Because of a mild allergy to subscripts, I will solve a smaller problem. Let $a,b,c,d$ be distinct numbers, and let $p,q,r,s$ be any numbers. Find a polynomial $P(x)$ of degree $\le 3$ such that $P(a)=p$, $P(b)=q$, $P(c)=r$, and $P(d)=s$.
We use the polynomial $P(x)=A(x-b)(x-c)(x-d)+B(x-a)(x-c)(x-d)+C(x-a)(x-b)(x-d)+D(x-a)(x-b)(x-c),$ where the numbers $A$, $B$, $C$, and $D$ will be chosen soon.
Note that when we substitute $a$ for $x$ in our expression for $P(x)$, the last three terms die. So $P(a)=A(a-b)(a-c)(a-d).$ We want $P(a)=p$. That is easy to arrange by choosing $A=\frac{p}{(a-b)(a-c)(a-d)}.$ In essentially the same way, we can determine $B$, $C$, and $D$. It is no harder to deal with $10$ points, or $100$.
The uniqueness part is standard field theory.

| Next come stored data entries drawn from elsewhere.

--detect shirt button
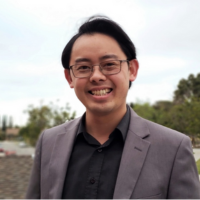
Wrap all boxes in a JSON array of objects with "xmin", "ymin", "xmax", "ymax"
[
  {"xmin": 98, "ymin": 149, "xmax": 102, "ymax": 152},
  {"xmin": 90, "ymin": 178, "xmax": 95, "ymax": 184}
]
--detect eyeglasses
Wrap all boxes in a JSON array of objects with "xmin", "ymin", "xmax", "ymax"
[{"xmin": 69, "ymin": 60, "xmax": 129, "ymax": 78}]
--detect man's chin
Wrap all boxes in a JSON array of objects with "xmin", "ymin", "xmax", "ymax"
[{"xmin": 86, "ymin": 104, "xmax": 114, "ymax": 116}]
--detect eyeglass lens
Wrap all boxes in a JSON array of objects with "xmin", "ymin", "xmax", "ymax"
[{"xmin": 72, "ymin": 60, "xmax": 122, "ymax": 78}]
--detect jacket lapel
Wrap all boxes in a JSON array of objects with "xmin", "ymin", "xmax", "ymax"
[
  {"xmin": 48, "ymin": 118, "xmax": 81, "ymax": 199},
  {"xmin": 113, "ymin": 108, "xmax": 151, "ymax": 199}
]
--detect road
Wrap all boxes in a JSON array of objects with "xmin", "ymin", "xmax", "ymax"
[
  {"xmin": 0, "ymin": 141, "xmax": 200, "ymax": 161},
  {"xmin": 0, "ymin": 141, "xmax": 35, "ymax": 156}
]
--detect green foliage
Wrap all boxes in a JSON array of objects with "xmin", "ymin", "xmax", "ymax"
[
  {"xmin": 196, "ymin": 159, "xmax": 200, "ymax": 174},
  {"xmin": 19, "ymin": 102, "xmax": 76, "ymax": 146},
  {"xmin": 130, "ymin": 102, "xmax": 157, "ymax": 122},
  {"xmin": 174, "ymin": 73, "xmax": 200, "ymax": 104},
  {"xmin": 130, "ymin": 72, "xmax": 200, "ymax": 147},
  {"xmin": 129, "ymin": 98, "xmax": 200, "ymax": 146},
  {"xmin": 172, "ymin": 72, "xmax": 200, "ymax": 145},
  {"xmin": 129, "ymin": 100, "xmax": 173, "ymax": 127},
  {"xmin": 153, "ymin": 101, "xmax": 173, "ymax": 127},
  {"xmin": 0, "ymin": 131, "xmax": 6, "ymax": 141},
  {"xmin": 167, "ymin": 98, "xmax": 200, "ymax": 138}
]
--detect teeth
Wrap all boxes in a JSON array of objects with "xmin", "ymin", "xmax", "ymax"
[{"xmin": 91, "ymin": 89, "xmax": 111, "ymax": 96}]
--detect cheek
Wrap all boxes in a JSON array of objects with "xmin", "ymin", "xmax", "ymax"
[
  {"xmin": 73, "ymin": 80, "xmax": 86, "ymax": 96},
  {"xmin": 119, "ymin": 71, "xmax": 130, "ymax": 89},
  {"xmin": 112, "ymin": 75, "xmax": 129, "ymax": 94}
]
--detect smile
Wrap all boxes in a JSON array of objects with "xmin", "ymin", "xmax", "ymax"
[{"xmin": 89, "ymin": 88, "xmax": 112, "ymax": 96}]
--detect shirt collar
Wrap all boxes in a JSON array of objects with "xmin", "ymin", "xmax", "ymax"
[
  {"xmin": 115, "ymin": 105, "xmax": 130, "ymax": 141},
  {"xmin": 77, "ymin": 105, "xmax": 130, "ymax": 141}
]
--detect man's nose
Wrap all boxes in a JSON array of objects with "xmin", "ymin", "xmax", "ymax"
[{"xmin": 89, "ymin": 65, "xmax": 106, "ymax": 82}]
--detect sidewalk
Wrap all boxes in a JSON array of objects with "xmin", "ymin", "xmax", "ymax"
[
  {"xmin": 193, "ymin": 148, "xmax": 200, "ymax": 161},
  {"xmin": 193, "ymin": 148, "xmax": 200, "ymax": 180}
]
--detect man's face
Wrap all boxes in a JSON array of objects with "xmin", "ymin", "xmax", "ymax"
[{"xmin": 65, "ymin": 33, "xmax": 138, "ymax": 116}]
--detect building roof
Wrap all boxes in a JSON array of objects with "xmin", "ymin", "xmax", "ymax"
[
  {"xmin": 0, "ymin": 155, "xmax": 33, "ymax": 199},
  {"xmin": 6, "ymin": 128, "xmax": 20, "ymax": 136}
]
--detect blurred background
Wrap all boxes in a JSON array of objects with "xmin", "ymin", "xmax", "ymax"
[{"xmin": 0, "ymin": 0, "xmax": 200, "ymax": 198}]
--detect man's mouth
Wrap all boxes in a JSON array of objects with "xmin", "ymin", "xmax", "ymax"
[{"xmin": 89, "ymin": 88, "xmax": 112, "ymax": 96}]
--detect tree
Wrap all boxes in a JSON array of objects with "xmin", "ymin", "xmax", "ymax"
[
  {"xmin": 167, "ymin": 98, "xmax": 200, "ymax": 147},
  {"xmin": 129, "ymin": 102, "xmax": 157, "ymax": 122},
  {"xmin": 174, "ymin": 73, "xmax": 200, "ymax": 104},
  {"xmin": 130, "ymin": 101, "xmax": 173, "ymax": 128},
  {"xmin": 2, "ymin": 115, "xmax": 7, "ymax": 132},
  {"xmin": 49, "ymin": 102, "xmax": 76, "ymax": 126},
  {"xmin": 152, "ymin": 101, "xmax": 173, "ymax": 128},
  {"xmin": 19, "ymin": 102, "xmax": 76, "ymax": 146},
  {"xmin": 153, "ymin": 101, "xmax": 173, "ymax": 112},
  {"xmin": 0, "ymin": 115, "xmax": 7, "ymax": 140},
  {"xmin": 8, "ymin": 116, "xmax": 13, "ymax": 128}
]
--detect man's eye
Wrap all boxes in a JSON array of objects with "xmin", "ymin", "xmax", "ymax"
[
  {"xmin": 105, "ymin": 62, "xmax": 115, "ymax": 67},
  {"xmin": 77, "ymin": 66, "xmax": 91, "ymax": 70},
  {"xmin": 103, "ymin": 62, "xmax": 117, "ymax": 69}
]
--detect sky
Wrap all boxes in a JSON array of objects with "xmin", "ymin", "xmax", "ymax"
[{"xmin": 0, "ymin": 0, "xmax": 200, "ymax": 126}]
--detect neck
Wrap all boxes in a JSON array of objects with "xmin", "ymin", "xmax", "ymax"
[{"xmin": 85, "ymin": 105, "xmax": 127, "ymax": 144}]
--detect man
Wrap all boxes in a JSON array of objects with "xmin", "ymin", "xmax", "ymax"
[{"xmin": 26, "ymin": 16, "xmax": 200, "ymax": 199}]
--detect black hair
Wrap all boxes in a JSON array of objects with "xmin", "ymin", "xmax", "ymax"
[{"xmin": 61, "ymin": 15, "xmax": 137, "ymax": 88}]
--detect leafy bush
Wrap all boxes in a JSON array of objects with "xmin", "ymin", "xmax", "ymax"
[{"xmin": 19, "ymin": 101, "xmax": 76, "ymax": 146}]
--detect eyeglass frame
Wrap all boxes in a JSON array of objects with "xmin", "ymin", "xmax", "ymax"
[{"xmin": 69, "ymin": 59, "xmax": 129, "ymax": 78}]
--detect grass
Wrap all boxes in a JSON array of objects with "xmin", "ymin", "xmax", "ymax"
[{"xmin": 196, "ymin": 159, "xmax": 200, "ymax": 174}]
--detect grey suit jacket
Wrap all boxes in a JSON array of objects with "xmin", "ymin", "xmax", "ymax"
[{"xmin": 26, "ymin": 107, "xmax": 200, "ymax": 199}]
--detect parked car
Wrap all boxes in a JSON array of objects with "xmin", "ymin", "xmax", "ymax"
[
  {"xmin": 19, "ymin": 141, "xmax": 27, "ymax": 148},
  {"xmin": 5, "ymin": 150, "xmax": 16, "ymax": 156}
]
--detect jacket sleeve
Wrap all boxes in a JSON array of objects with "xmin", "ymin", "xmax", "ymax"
[
  {"xmin": 168, "ymin": 136, "xmax": 200, "ymax": 198},
  {"xmin": 26, "ymin": 132, "xmax": 44, "ymax": 199}
]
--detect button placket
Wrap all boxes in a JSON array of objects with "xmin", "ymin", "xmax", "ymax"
[
  {"xmin": 84, "ymin": 149, "xmax": 105, "ymax": 198},
  {"xmin": 90, "ymin": 178, "xmax": 95, "ymax": 184}
]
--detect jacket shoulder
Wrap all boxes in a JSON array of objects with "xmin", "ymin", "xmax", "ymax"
[{"xmin": 41, "ymin": 117, "xmax": 81, "ymax": 142}]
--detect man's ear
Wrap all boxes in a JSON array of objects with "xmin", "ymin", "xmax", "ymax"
[
  {"xmin": 64, "ymin": 69, "xmax": 74, "ymax": 88},
  {"xmin": 129, "ymin": 59, "xmax": 139, "ymax": 82}
]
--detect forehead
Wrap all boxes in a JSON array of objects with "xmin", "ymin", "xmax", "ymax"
[{"xmin": 70, "ymin": 33, "xmax": 126, "ymax": 63}]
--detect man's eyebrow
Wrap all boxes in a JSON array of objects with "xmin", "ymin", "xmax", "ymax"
[
  {"xmin": 75, "ymin": 58, "xmax": 91, "ymax": 63},
  {"xmin": 100, "ymin": 54, "xmax": 118, "ymax": 60},
  {"xmin": 74, "ymin": 54, "xmax": 118, "ymax": 64}
]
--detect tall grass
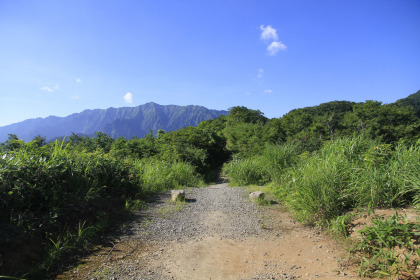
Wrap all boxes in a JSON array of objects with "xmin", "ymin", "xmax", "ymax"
[
  {"xmin": 0, "ymin": 140, "xmax": 203, "ymax": 278},
  {"xmin": 222, "ymin": 157, "xmax": 269, "ymax": 186},
  {"xmin": 260, "ymin": 142, "xmax": 299, "ymax": 183},
  {"xmin": 279, "ymin": 137, "xmax": 420, "ymax": 224},
  {"xmin": 222, "ymin": 142, "xmax": 300, "ymax": 186},
  {"xmin": 223, "ymin": 136, "xmax": 420, "ymax": 224},
  {"xmin": 391, "ymin": 141, "xmax": 420, "ymax": 207},
  {"xmin": 132, "ymin": 159, "xmax": 204, "ymax": 193}
]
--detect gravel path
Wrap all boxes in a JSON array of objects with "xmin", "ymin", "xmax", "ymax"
[
  {"xmin": 130, "ymin": 183, "xmax": 266, "ymax": 242},
  {"xmin": 57, "ymin": 184, "xmax": 360, "ymax": 280}
]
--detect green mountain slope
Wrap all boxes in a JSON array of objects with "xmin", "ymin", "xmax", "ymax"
[
  {"xmin": 394, "ymin": 90, "xmax": 420, "ymax": 117},
  {"xmin": 0, "ymin": 103, "xmax": 229, "ymax": 142}
]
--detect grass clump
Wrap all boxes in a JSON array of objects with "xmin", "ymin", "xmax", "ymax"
[
  {"xmin": 351, "ymin": 213, "xmax": 420, "ymax": 279},
  {"xmin": 133, "ymin": 159, "xmax": 203, "ymax": 194},
  {"xmin": 222, "ymin": 157, "xmax": 269, "ymax": 186},
  {"xmin": 222, "ymin": 142, "xmax": 299, "ymax": 186},
  {"xmin": 273, "ymin": 137, "xmax": 420, "ymax": 224},
  {"xmin": 0, "ymin": 140, "xmax": 203, "ymax": 279},
  {"xmin": 223, "ymin": 135, "xmax": 420, "ymax": 278}
]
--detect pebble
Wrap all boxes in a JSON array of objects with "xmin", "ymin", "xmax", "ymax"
[
  {"xmin": 65, "ymin": 183, "xmax": 303, "ymax": 280},
  {"xmin": 130, "ymin": 183, "xmax": 266, "ymax": 242}
]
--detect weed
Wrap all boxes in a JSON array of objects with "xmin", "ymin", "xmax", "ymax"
[
  {"xmin": 222, "ymin": 157, "xmax": 270, "ymax": 186},
  {"xmin": 157, "ymin": 199, "xmax": 186, "ymax": 218},
  {"xmin": 327, "ymin": 212, "xmax": 355, "ymax": 237},
  {"xmin": 259, "ymin": 215, "xmax": 268, "ymax": 230},
  {"xmin": 94, "ymin": 264, "xmax": 119, "ymax": 280},
  {"xmin": 125, "ymin": 199, "xmax": 147, "ymax": 211},
  {"xmin": 351, "ymin": 213, "xmax": 420, "ymax": 278}
]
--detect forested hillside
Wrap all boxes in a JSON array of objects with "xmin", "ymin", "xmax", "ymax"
[
  {"xmin": 0, "ymin": 103, "xmax": 229, "ymax": 142},
  {"xmin": 1, "ymin": 92, "xmax": 419, "ymax": 279},
  {"xmin": 395, "ymin": 90, "xmax": 420, "ymax": 117}
]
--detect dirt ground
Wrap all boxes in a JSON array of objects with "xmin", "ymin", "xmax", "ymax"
[
  {"xmin": 57, "ymin": 202, "xmax": 363, "ymax": 279},
  {"xmin": 133, "ymin": 208, "xmax": 361, "ymax": 280}
]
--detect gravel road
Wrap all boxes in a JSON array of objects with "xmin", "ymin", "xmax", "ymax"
[
  {"xmin": 130, "ymin": 183, "xmax": 266, "ymax": 242},
  {"xmin": 57, "ymin": 184, "xmax": 360, "ymax": 280}
]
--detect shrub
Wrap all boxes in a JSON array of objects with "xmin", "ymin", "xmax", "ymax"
[
  {"xmin": 351, "ymin": 213, "xmax": 420, "ymax": 278},
  {"xmin": 132, "ymin": 159, "xmax": 203, "ymax": 193},
  {"xmin": 222, "ymin": 157, "xmax": 270, "ymax": 186}
]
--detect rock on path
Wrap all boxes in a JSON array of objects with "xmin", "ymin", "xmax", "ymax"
[
  {"xmin": 132, "ymin": 183, "xmax": 266, "ymax": 242},
  {"xmin": 56, "ymin": 184, "xmax": 361, "ymax": 280}
]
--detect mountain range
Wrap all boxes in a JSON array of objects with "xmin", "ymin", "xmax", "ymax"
[
  {"xmin": 0, "ymin": 103, "xmax": 229, "ymax": 142},
  {"xmin": 1, "ymin": 90, "xmax": 419, "ymax": 143}
]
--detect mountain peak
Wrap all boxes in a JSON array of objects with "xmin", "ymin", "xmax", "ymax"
[{"xmin": 0, "ymin": 104, "xmax": 229, "ymax": 142}]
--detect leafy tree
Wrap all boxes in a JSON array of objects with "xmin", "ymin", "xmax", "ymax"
[
  {"xmin": 32, "ymin": 135, "xmax": 47, "ymax": 147},
  {"xmin": 394, "ymin": 90, "xmax": 420, "ymax": 117},
  {"xmin": 93, "ymin": 132, "xmax": 114, "ymax": 153},
  {"xmin": 265, "ymin": 118, "xmax": 286, "ymax": 144},
  {"xmin": 281, "ymin": 109, "xmax": 313, "ymax": 138},
  {"xmin": 224, "ymin": 122, "xmax": 268, "ymax": 157},
  {"xmin": 5, "ymin": 134, "xmax": 24, "ymax": 151},
  {"xmin": 157, "ymin": 129, "xmax": 165, "ymax": 138},
  {"xmin": 344, "ymin": 101, "xmax": 420, "ymax": 143},
  {"xmin": 227, "ymin": 106, "xmax": 268, "ymax": 125}
]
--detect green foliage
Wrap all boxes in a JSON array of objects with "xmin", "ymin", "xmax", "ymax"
[
  {"xmin": 0, "ymin": 135, "xmax": 204, "ymax": 278},
  {"xmin": 347, "ymin": 141, "xmax": 420, "ymax": 208},
  {"xmin": 4, "ymin": 134, "xmax": 24, "ymax": 151},
  {"xmin": 222, "ymin": 157, "xmax": 270, "ymax": 186},
  {"xmin": 326, "ymin": 213, "xmax": 355, "ymax": 237},
  {"xmin": 362, "ymin": 143, "xmax": 393, "ymax": 167},
  {"xmin": 395, "ymin": 90, "xmax": 420, "ymax": 117},
  {"xmin": 281, "ymin": 139, "xmax": 356, "ymax": 223},
  {"xmin": 267, "ymin": 136, "xmax": 420, "ymax": 224},
  {"xmin": 224, "ymin": 122, "xmax": 267, "ymax": 157},
  {"xmin": 223, "ymin": 106, "xmax": 269, "ymax": 158},
  {"xmin": 1, "ymin": 91, "xmax": 420, "ymax": 278},
  {"xmin": 222, "ymin": 142, "xmax": 301, "ymax": 186},
  {"xmin": 133, "ymin": 159, "xmax": 203, "ymax": 194},
  {"xmin": 227, "ymin": 106, "xmax": 268, "ymax": 125},
  {"xmin": 351, "ymin": 213, "xmax": 420, "ymax": 278}
]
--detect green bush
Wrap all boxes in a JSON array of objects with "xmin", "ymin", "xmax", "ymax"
[
  {"xmin": 133, "ymin": 159, "xmax": 203, "ymax": 193},
  {"xmin": 0, "ymin": 139, "xmax": 204, "ymax": 278},
  {"xmin": 273, "ymin": 136, "xmax": 420, "ymax": 224},
  {"xmin": 222, "ymin": 157, "xmax": 270, "ymax": 186},
  {"xmin": 347, "ymin": 141, "xmax": 420, "ymax": 208},
  {"xmin": 260, "ymin": 142, "xmax": 299, "ymax": 183},
  {"xmin": 352, "ymin": 213, "xmax": 420, "ymax": 278},
  {"xmin": 283, "ymin": 146, "xmax": 353, "ymax": 224}
]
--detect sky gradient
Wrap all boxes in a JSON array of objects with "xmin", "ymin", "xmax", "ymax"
[{"xmin": 0, "ymin": 0, "xmax": 419, "ymax": 127}]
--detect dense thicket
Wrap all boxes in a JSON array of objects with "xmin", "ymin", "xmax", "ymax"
[
  {"xmin": 1, "ymin": 91, "xmax": 419, "ymax": 278},
  {"xmin": 222, "ymin": 96, "xmax": 420, "ymax": 224}
]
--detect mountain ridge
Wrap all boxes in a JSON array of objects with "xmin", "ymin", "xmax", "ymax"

Remark: If we are in a subscript mood, we can write out a solution of the problem for general $n$. Let $Q_i(x)=\frac{\prod_{j=1}^n (x-x_j)}{x-x_i}.$ Despite appearances, $Q_i(x)$ is a polynomial, indeed one of degree $n-1$. It is the product of all terms $x-x_j$ except $x-x_i$. Let $P(x)=A_1Q_1(x)+A_2Q_2(x)+A_3Q_3(x)+\cdots+A_nQ_n(x),$ where the $A_i$ are constants that will be chosen soon. If we let $A_i=\frac{y_i}{Q(x_i)},$ then $P(x)$ has the desired properties. Nice compact proof. But it may be hard to see what is really going on without going through a few concrete examples, or general examples but for a small $n$, like the $n=4$ we dealt with above.